Indirect savings are those that are derived from the competitive pressure exerted by parallel importers of medicines. In other words, the competition from parallel imported products in the market leads to reductions of the manufacturers’ prices of the medicines. Indirect savings can also stem from the potential competition from parallel imports that has not yet been realized – manufacturers would lower the price pre-emptively to prevent the entry of parallel importers into the market.
Although these savings are significant and, in most cases, larger than the direct savings, they are harder to quantify because the comparative price of the manufacturer in absence of competition from parallel imports can only be estimated. This “counterfactual price” cannot be fully known, but an estimation is possible. One of the approaches most used in the literature is to consider the price of the manufacturer’s medicine before the entry of the parallel imported alternative in the market as the counterfactual price.
Several studies on the savings from independent distribution demonstrate the positive effects of parallel imports in creating considerable savings for the European healthcare systems.

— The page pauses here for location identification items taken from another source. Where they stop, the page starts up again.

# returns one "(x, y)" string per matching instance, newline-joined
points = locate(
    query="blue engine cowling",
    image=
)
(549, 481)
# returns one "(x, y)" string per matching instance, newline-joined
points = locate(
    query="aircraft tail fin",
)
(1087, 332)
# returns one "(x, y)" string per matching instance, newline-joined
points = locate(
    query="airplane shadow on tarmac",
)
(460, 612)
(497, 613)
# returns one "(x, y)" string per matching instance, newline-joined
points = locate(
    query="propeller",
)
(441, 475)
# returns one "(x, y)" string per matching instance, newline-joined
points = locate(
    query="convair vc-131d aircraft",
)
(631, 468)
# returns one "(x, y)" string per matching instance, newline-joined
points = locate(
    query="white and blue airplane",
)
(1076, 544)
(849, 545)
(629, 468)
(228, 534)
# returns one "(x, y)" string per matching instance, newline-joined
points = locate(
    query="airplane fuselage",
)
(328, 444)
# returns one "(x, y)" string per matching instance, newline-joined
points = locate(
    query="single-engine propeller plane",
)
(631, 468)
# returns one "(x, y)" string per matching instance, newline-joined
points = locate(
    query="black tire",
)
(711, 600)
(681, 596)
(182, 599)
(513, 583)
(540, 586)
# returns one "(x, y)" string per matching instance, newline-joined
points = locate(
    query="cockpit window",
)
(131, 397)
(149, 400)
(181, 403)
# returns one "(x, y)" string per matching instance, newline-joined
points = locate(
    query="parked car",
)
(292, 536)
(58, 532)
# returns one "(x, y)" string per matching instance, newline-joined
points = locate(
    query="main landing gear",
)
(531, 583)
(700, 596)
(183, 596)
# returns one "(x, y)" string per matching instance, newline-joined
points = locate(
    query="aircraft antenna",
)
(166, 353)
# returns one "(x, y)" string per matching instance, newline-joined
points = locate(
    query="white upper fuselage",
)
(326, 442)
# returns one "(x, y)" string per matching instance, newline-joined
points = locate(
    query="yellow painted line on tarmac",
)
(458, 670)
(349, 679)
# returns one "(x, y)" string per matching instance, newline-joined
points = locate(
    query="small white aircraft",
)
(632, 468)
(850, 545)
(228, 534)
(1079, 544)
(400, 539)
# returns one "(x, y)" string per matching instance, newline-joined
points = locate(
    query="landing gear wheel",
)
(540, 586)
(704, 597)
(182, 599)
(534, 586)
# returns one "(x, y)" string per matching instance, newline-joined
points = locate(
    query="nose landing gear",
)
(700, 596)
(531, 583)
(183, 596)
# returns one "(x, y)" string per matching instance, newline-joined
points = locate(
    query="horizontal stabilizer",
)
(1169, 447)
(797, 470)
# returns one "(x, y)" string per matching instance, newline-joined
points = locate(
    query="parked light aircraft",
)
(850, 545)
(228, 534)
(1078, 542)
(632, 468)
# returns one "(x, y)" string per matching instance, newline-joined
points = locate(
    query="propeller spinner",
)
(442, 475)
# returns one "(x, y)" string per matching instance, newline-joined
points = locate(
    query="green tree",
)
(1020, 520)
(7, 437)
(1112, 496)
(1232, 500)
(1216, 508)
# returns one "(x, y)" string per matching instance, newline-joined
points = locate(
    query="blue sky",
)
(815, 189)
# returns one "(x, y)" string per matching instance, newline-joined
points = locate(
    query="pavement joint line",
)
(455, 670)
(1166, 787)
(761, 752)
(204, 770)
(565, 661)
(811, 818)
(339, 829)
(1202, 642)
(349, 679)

These studies have calculated savings of €4.4 billion for Germany, €123.9 million for Poland, €235.4 million for Sweden and €99.2 million for Denmark.
If the remaining restrictions to independent distribution of medicines were removed, the possibilities for parallel import to create savings for healthcare systems and patients would be yet more significant.
Secret price agreements are increasingly being adopted by countries across Europe to manage the pricing and reimbursement of medicines. These confidential arrangements between payers (such as national health systems or insurers) and pharmaceutical companies have become a central element in determining medicine prices. Today, such agreements exist in all European Economic Area (EEA) countries. They are primarily used for new, high-cost medicines lacking generic competition and are mostly structured as Managed Entry Agreements (MEAs). MEAs are arrangements between a manufacturer and a public payer or provider, which enable access to a health technology, for example a medicine, under specific conditions, financial or performance based.
The pharmaceutical industry defends secret price agreements by claiming that confidential, country-specific discounts are essential to ensuring access to costly, innovative treatments—especially in markets where there is uncertainty about cost-effectiveness. Large Member States may use these agreements to negotiate substantial discounts off list prices, while smaller or lower-income countries often see them as the only feasible way to gain access to medicines that might not otherwise be introduced in their markets. Supporters argue that these confidential arrangements contribute to increased access to medicines by facilitating the entry of new therapies at lower prices.
In the context of publicly funded healthcare systems, the continued use of confidential pricing agreements must be critically re-evaluated. While pharmaceutical companies argue that secrecy enables price flexibility and access, growing evidence suggests the opposite: secret price agreements distort markets, drive prices upwards, limit competition, and undermine transparency without delivering tangible benefits to patients or healthcare systems in terms of affordability and access to medicines. It is difficult for parallel importers of medicines to introduce their products on the market when they do not know who and which price they are competing with, ultimately restricting access to more affordable medicines. Price discrimination via confidential deals has therefore failed to improve access to affordable medicines, particularly for lower-income countries, and may in fact exacerbate inequalities between different EEA countries.
As noted by the Institute for Quality and Efficiency in Health Care (IQWiG), secret prices risk driving up international reference prices, making medicines even less accessible for many countries and leading to “massive collateral damage” for European patients.